L’histoire du Marais Wiels surgissant dans les ruines de la crise financière de 2008 a beau être connue, les découvertes animales qu’on continue à y faire – parce qu’on en prend soin – amènent à repenser le statut de la « nature » en ville.
Le Marais Wiels est apparu à Forest, non loin du croisement de l’avenue Van Volxem et de l’avenue Wielemans-Ceuppens. Au début du XXIe siècle, le site historique de la brasserie, fermée en 1988, s’est retrouvé entre les mains d’investisseurs désireux d’y implanter un vaste complexe de bureaux. En 2007, lors des travaux, des fondations furent creusées dans un renfoncement de plusieurs mètres de profondeur et d’environ 9 000 mètres carrés. Durant ces opérations, des forages profonds visant à ficher des pieux de béton ont entrainé une résurgence de la nappe phréatique. Progressivement, l’eau issue de la nappe, provenant des parois et venue d’averses, s’accumula sur le site, le sol argileux la retenant. La crise financière de 2008 achevant d’empêtrer le projet, les travaux furent interrompus et le site laissé à l’abandon.
Des riverains et riveraines se prirent d’affection pour ce lieu particulier et ses nouveaux habitants volants, nageants, fleurissants, coassants, chantants ou vrombissants.

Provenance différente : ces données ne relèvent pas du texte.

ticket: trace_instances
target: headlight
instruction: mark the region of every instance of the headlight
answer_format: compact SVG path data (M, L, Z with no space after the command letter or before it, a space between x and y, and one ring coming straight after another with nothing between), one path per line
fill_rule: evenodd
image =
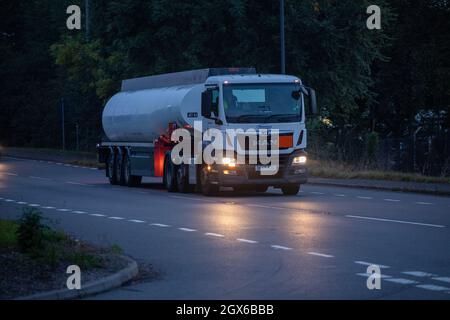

De la végétation s’installa. Les photographies aériennes du site datant de 2012, disponibles en ligne sur le portail cartographique de la Région (BruGIS), témoignent de l’expansion d’algues dans l’eau et d’une couverture basse sur la terre ferme. Celles de 2014 révèlent des dynamiques naturelles de plus en plus marquées : l’eau couvre désormais la plupart des piliers de béton, vestiges du projet immobilier ; deux roselières ont commencé à s’épanouir dans le nord et le sud du site. En 2015, le naturaliste forestois Léon Meganck réalisa un inventaire des nombreuses espèces végétales et animales présentes sur le site, concluant que, du point de vue écologique, il pouvait être caractérisé comme « marais en plein dynamisme » [1].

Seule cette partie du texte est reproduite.